W5x00 chip initialization.
 
param: None
returns: None
​
"""
def w5x00_init():
    global nic
    spi=SPI(0,2_000_000, mosi=Pin(19),miso=Pin(16),sck=Pin(18))
    nic = network.WIZNET5K(spi,Pin(17),Pin(20)) #spi,cs,reset pin
    nic.active(True)
    
    try:
        #DHCP
        print("\r\nConfiguring DHCP")
        nic.ifconfig('dhcp')
    except:
        #None DHCP
        print("\r\nDHCP fails, use static configuration")
        nic.ifconfig(('192.168.1.20','255.255.255.0','192.168.1.1','8.8.8.8'))#Set static network address information
    
    #Print network address information
    print("IP         :",nic.ifconfig()[0])
    print("Subnet Mask:",nic.ifconfig()[1])
    print("Gateway    :",nic.ifconfig()[2])
    print("DNS        :",nic.ifconfig()[3],"\r\n")
    
    #If there is no network connection, the register address information is printed
    while not nic.isconnected():
        time.sleep(1)
        print(nic.regs())
        
"""
UDP loop testing.
 
param: None
returns: None
​
"""    
def udp_loop():
    global nic
    s = usocket.socket(usocket.AF_INET, usocket.SOCK_DGRAM)
    s.bind((nic.ifconfig()[0], local_port)) #Source IP Address
    print(f"Opened UDP loopback\r\nip:{nic.ifconfig()[0]},port:{local_port}")
    time.sleep(1)
    while True:
        data,addr = s.recvfrom(2048)
        print(f'Received:{data} from:{addr}')
        s.sendto(b'%s' % data, addr)
    
def main():
    print("WIZnet chip UDP example")
    w5x00_init()
    udp_loop()
​
if __name__ == "__main__":
    main()

4.5 Burning Verification

To test the Ethernet examples, the development environment must be configured to use a Raspberry Pi Pico.
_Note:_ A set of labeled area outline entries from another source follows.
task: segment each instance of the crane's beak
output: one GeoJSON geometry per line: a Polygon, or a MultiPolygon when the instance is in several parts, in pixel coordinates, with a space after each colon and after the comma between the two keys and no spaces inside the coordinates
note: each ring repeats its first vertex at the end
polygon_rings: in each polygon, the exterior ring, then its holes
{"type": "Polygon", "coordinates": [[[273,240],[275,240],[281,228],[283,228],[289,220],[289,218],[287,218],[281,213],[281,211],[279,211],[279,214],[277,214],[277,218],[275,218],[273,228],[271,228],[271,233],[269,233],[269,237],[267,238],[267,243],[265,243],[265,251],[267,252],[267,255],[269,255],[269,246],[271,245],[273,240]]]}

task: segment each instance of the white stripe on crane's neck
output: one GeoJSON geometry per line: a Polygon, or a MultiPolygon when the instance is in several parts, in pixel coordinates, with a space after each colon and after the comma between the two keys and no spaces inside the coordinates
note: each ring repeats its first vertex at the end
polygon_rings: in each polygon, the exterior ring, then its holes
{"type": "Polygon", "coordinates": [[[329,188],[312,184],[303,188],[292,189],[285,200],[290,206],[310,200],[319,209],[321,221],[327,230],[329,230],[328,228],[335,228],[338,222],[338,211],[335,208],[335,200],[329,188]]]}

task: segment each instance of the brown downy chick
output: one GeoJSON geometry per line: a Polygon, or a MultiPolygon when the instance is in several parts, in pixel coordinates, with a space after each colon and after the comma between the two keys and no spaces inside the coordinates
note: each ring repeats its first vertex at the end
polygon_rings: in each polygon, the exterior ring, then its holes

Required development environment

Thonny

If you must compile MicroPython, you must use a Linux or Unix environment.

Step 1: Copy the program to Thonny, then select the environment as Raspberry Pi Pico, and finally click Run.

Step 2: Open a UDP in the network debugging assistant and connect to the development board.

Step 3: Conduct communication loopback test.

Note: Because MicroPython's print function enables stdout buffering, sometimes the content will not be printed out immediately.

5. Precautions

If you use WIZnet's W5500 to implement the examples in this chapter, you only need to burn the firmware of the W5500 and run the example program.